Please, Valerie, leave. Leave now!
She tried to stall. “I believe—”
“I don’t care what you believe. It’s all a lie anyway. And God knows!” Devota said. “He sees you for what you are and the rest of them, too, when their vows got too difficult. All of them were ready to jump into the first handsome priest’s bed.” She leaned closer, her spit touching the shell of Charity’s ear, her rancor oozing through the old tombs. “I saw them, Reverend Mother, and so did you, but you allowed it, didn’t you? You let them flirt. You let them dream. You let them fantasize and imagine sleeping with him. Because you knew of their hunger, their desire, their evil, vile desire.”

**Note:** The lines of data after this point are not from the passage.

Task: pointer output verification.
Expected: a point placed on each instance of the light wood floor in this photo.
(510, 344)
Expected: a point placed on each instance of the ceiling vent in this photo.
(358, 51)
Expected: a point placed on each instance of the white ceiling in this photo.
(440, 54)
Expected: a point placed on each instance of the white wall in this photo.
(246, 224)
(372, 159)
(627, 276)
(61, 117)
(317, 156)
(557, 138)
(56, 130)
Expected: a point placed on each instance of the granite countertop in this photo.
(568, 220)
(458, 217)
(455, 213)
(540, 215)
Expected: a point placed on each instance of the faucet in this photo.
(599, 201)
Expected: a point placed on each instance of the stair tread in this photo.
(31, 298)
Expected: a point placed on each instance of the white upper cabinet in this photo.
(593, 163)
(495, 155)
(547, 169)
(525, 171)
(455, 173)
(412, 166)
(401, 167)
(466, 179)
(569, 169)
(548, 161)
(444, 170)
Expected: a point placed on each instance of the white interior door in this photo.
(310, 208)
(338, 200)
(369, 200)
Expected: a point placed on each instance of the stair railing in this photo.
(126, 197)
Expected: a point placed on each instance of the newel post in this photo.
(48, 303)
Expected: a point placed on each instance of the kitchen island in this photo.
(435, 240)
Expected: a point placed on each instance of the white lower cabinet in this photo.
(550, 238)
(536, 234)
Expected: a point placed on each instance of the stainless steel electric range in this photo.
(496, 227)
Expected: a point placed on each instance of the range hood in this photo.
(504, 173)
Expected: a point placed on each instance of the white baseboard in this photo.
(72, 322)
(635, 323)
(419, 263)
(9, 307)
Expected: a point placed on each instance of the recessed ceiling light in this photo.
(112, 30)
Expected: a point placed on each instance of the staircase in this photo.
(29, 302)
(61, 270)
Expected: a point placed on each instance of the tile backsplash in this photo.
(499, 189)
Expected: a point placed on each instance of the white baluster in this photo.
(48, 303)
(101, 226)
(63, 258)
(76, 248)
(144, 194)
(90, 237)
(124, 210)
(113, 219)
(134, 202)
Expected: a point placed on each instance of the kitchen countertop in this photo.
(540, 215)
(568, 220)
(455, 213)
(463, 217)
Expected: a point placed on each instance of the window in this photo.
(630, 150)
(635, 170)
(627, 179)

This was going so badly. And Valerie . . .
Holy Father, please make her leave
.
Don’t let her blood be spilled.
“They . . . they may have had fantasies, but—”
“But they were supposed to be devoted to Jesus, the son of the Holy Father!” Devota nearly screamed, her voice cracking, the depth of her fanaticism showing.
Charity remembered her as she was: Darlene, a half-crippled, unwanted, and never adopted child, and the girl had embraced the life of the convent with open arms. There had been a darkness to her, too, a cancer in her soul that Charity had hoped would shrivel with her faith. She’d renounced her given name of Darlene and taken Devota, but the cancer, that blackness planted by Satan, had taken over, and the woman before her, a monster bent on her own vision of righteousness, was no better than Lucifer himself.